I believe this higher walk of abandonment, this road less traveled, will become the walk to resurrection power for all of us who have partaken of His cup of suffering in such a deep sacrificial way. Vulnerability that leaves you before the cross naked, having given the unthinkable ALL, places a demand on a cloak from heaven threaded with scarlet and draped in resurrection power.
When “worthy of it all” becomes your highest worship and there is nothing left in your hands, the Father’s love and goodness will remain. Yes, the road the Father has allowed those of us who have lost a child to walk on, is a road full of pain and suffering. But I also believe it is a road of great honor and privilege that allows us to encounter and experience the Father in way that few get to.
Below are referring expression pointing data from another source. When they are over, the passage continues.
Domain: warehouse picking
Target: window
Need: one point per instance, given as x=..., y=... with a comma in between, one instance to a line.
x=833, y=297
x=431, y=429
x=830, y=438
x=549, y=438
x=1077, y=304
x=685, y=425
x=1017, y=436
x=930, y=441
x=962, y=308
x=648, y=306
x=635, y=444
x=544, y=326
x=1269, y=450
There is an intimate communion with the Father and His son, Jesus, who knows what it is like to truly give ALL. He has entrusted us to walk the road less traveled so that we may encounter His resurrection and true life that is found in full abandonment.
This is the hope of His glory; that His children would live a holy abandoned life and that their eyes would be fixed on eternity.
“So no wonder we don’t give up. For even though our outer person gradually wears out, our inner being is renewed every single day. We view our slight, short-lived troubles in the light of eternity. We see our difficulties as the substance that produces for us an eternal, weighty glory far beyond all comparison, because we do not focus our attention on what is seen but on what is unseen. For what is seen is temporary, but the unseen realm is eternal,” 2 Corinthians 4:16-18 (TPT).
I pray you put on the lenses of eternity and learn to live from heaven’s perspective. The suffering of this world becomes so much dimmer with each step you take, and total abandonment becomes much easier. We will also realize that what we could not “save” our child from, is entering into their eternal home of glory ahead of us.
Some of this was shared in Laura’s recent interview with Alicia on the Grieving Parents Sharing Hope podcast. To hear that conversation, and to have Alicia pray over you, click here.
Do you struggle with guilt, blaming yourself for not being able to save your child? This is not from God, and He wants to release you. If you would like help, let us send you Ten Tips to Help Overcome Grief. (This will also put you on our list to receive a Weekly Word of Hope that you can unsubscribe from at any time.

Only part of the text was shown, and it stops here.